Now, what do these people have to do with our parable, everything. In His parable Jesus reminds us that just as the landowner went out to hire workers for the vineyard and especially as he went out several times in the day and even up to the last hour of the day, so it is that God calls all people at all places and at all times to be a part of His kingdom. Yes, there are some who feel that they have contracted with God to be a part of His kingdom, that they have earned their spot, but they are unaware of the fact that they are the ones who have excluded themselves because of their refusal of God’s free grace and favor. God’s gifts are free and are freely given. To believe that one is entitled to what God is giving, that is to expect to earn what God is giving is to refuse His gifts.

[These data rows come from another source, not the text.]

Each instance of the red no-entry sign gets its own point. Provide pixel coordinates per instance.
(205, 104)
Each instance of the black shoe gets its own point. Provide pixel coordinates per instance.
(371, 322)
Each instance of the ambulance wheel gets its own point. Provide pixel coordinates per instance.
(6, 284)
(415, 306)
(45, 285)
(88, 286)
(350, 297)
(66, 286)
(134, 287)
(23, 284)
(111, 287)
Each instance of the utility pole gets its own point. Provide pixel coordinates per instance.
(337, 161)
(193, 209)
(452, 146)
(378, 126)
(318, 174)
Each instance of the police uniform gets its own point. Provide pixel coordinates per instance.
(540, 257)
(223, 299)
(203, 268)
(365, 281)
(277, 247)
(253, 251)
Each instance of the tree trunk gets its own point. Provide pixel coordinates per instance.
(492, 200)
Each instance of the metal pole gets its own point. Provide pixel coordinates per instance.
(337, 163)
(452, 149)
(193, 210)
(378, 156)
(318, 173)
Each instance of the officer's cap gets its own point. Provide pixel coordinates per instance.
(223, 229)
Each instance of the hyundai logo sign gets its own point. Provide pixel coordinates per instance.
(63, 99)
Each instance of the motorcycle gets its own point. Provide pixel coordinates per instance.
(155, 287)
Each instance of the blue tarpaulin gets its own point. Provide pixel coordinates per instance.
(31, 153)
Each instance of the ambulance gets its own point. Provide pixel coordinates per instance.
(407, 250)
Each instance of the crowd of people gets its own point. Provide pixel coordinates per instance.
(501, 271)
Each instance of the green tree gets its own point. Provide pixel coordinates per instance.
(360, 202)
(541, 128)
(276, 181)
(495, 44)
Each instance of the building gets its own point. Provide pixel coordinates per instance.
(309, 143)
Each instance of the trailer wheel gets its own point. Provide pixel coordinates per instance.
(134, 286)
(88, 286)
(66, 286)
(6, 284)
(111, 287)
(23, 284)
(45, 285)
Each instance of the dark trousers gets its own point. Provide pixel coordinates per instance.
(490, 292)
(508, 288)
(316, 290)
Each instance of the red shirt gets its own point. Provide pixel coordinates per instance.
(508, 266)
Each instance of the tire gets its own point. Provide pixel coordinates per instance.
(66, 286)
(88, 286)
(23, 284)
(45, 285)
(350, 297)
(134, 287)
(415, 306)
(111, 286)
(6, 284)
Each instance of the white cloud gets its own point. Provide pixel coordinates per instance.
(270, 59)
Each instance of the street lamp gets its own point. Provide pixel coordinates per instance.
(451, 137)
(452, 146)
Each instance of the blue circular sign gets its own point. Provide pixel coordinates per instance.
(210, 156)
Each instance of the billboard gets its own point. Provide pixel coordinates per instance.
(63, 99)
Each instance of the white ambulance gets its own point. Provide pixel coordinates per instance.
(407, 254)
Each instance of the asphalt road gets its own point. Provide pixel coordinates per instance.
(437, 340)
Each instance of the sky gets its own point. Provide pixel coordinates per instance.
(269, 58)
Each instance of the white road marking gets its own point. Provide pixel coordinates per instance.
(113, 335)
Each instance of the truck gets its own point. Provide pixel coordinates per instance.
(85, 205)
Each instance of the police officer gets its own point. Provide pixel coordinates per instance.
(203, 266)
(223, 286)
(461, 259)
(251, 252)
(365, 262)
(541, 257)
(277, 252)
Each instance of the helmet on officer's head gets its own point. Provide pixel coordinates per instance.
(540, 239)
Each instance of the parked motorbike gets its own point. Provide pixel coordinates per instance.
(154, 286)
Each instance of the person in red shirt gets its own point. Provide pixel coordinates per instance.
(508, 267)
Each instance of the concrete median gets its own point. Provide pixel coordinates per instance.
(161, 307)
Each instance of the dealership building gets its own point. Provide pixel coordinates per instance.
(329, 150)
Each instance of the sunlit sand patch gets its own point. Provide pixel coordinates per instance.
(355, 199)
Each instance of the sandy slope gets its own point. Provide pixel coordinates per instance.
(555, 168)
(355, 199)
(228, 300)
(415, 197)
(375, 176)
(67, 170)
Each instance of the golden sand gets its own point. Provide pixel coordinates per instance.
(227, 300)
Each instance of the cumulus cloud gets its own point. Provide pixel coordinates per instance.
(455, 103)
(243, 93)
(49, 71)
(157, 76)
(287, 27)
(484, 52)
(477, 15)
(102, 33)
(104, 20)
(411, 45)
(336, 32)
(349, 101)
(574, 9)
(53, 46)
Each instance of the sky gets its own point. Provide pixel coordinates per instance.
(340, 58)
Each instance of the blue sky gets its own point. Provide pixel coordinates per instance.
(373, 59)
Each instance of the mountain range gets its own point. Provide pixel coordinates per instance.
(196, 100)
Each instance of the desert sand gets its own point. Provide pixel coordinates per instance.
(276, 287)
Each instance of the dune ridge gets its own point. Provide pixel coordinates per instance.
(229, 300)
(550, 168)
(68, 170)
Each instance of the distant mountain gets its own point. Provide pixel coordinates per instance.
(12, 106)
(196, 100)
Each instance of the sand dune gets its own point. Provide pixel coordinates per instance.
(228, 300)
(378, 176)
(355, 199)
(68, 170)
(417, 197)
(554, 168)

Most important of all is the fact that God has given His Son for all. Jesus came. He humbled Himself. He put Himself last so that others might be first. He gave His life for ours. He gave His life so that we might have forgiveness of sins and life, eternal life. God is the great gift giver. He gives and we are given to. He calls all people to Himself and as we said, at any time in life and at any place in life. His call has nothing to do with our being deserving or undeserving. As a matter of fact, we are the ones who are undeserving and yet He calls us anyway.

The difficulty in the parable is the question I asked earlier, where are we in the parable? Are we those hired first and think we are deserving of heaven, is this something to which we believe we are entitled, or are we those hired after those hired first and appreciate God’s grace? Do we begrudge anyone who comes into the church at a later time in life thinking that they are not as deserving of God’s gifts as we are, or do we rejoice, as the angels in heaven, when anyone is brought to faith? My prayer is that we are the second, that is that we rejoice in those who are brought to faith at anytime in life. My prayer continues with the prayer that we are also the ones who are out and about sharing the Word of God with others so that they too might be a part of His kingdom.

Although God might allow us to be witnesses of all His good gifts and blessings, we are in no way entitled to nor deserving of any of them. It is only by His grace, through faith, which He has given to us, that we have forgiveness and have a part in His Kingdom. He is the one who earned everything for us, through His life, suffering, death and resurrection and He is the one who freely gives everything to us.

God is gracious and giving of all His good gifts and blessings and we are thankful for all He does and gives. When the landowner comes to give us what is actually Jesus’ reward I pray that we might all together stand and rejoice as He counts us worthy, by His grace, through faith in His Son, to be given a share in His kingdom and that we might respond and say, to Him be the glory, for Jesus’ sake. Amen.